Buying internet service can be puzzling for customers. Different technologies can mean different speeds, which is not necessarily obvious to the customer based on the marketing promises made, and that’s just one of the many elements that can cause confusion.
Does the service provider throttle speeds over a certain data level? Do they only give you a certain amount of data use – a data cap – before you incur additional fees, or run out of data? Then there is traffic shaping and a whole host of other more technical issues that can impact your Netflix-binging experience, not to mention the quality of the router that they provide and (sometimes) charge an additional fee for.

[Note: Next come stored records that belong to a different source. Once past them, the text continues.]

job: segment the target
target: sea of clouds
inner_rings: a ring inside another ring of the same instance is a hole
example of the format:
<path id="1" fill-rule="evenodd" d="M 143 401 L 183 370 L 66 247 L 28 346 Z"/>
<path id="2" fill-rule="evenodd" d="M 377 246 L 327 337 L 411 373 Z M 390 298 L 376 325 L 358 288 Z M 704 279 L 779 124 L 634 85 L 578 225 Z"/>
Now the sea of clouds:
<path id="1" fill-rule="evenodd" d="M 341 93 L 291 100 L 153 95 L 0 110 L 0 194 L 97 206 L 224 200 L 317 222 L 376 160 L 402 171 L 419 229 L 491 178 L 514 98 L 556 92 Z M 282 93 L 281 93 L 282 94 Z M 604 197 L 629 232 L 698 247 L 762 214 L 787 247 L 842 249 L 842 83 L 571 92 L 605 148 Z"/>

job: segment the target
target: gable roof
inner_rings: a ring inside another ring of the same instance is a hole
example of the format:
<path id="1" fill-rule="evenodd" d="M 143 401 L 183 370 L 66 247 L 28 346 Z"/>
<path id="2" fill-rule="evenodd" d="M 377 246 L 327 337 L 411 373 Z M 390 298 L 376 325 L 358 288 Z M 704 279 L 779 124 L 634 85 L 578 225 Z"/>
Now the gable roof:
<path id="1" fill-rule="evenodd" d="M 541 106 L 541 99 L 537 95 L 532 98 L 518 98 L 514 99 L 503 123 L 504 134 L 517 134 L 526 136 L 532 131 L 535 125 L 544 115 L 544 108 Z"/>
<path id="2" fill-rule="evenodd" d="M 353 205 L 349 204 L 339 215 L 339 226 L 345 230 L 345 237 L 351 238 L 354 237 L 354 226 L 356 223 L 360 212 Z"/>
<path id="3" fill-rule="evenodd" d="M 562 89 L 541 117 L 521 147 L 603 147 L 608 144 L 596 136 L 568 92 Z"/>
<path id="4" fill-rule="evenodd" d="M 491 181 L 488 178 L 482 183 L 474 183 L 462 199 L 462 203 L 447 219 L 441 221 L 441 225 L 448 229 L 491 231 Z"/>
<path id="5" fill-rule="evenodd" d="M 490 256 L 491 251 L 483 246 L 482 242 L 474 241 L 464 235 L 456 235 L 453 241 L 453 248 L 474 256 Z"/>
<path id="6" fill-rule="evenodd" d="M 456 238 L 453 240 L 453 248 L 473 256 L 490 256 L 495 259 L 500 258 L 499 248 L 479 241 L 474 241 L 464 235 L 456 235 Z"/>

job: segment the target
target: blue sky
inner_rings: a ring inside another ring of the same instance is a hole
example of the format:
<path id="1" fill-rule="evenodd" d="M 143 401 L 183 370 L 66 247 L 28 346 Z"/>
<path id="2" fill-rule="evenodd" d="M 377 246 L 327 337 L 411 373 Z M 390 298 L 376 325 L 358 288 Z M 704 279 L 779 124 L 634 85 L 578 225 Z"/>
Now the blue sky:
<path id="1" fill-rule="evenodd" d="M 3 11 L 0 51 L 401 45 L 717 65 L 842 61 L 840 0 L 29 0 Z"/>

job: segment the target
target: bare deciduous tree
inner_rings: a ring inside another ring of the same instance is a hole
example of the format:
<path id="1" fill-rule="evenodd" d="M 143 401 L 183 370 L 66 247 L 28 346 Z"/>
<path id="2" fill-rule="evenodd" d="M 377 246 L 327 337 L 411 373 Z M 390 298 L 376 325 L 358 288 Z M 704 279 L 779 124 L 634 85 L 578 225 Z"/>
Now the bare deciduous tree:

The FCC is hoping to cut through some of the vagueness around these features, with a proposed “nutrition label” that will require internet service providers to list out at least some of the relevant information at the point of sale. That will mean that consumers can finally have a like-for-like comparison of various competitive options. That, clearly, is a good thing.
Of course, it won’t truly be accurate or too meaningful in terms of any speed data. I buy gigabit access, but any speed test I run shows that I’m getting less than half that. And as for proposed details such as “typical packet loss” and latency… well, most consumers will understand the nuances of that about as much as they care that my can of smoked herring has 6% of the daily value of calcium.
But still, it’s a good thing, and hopefully it will be approved before the end of the year, as expected. And, more importantly, that there is a standard format that must be adopted so that consumers can truly compare and contrast options.
That is, of course, if they have access to alternative broadband options in the first place, or even one broadband option. In our upcoming Broadband America Report, we estimate that just 66% of households that have an internet connection see broadband speeds at all, and across the continental U.S., only 50% of all households (so including those with no fixed broadband connection) see broadband.
As such, perhaps we should be considering the more reasonable nomenclature of simply calling the nutrition label “internet service” rather than “broadband” so that the very name of the label is not misleading the consumer.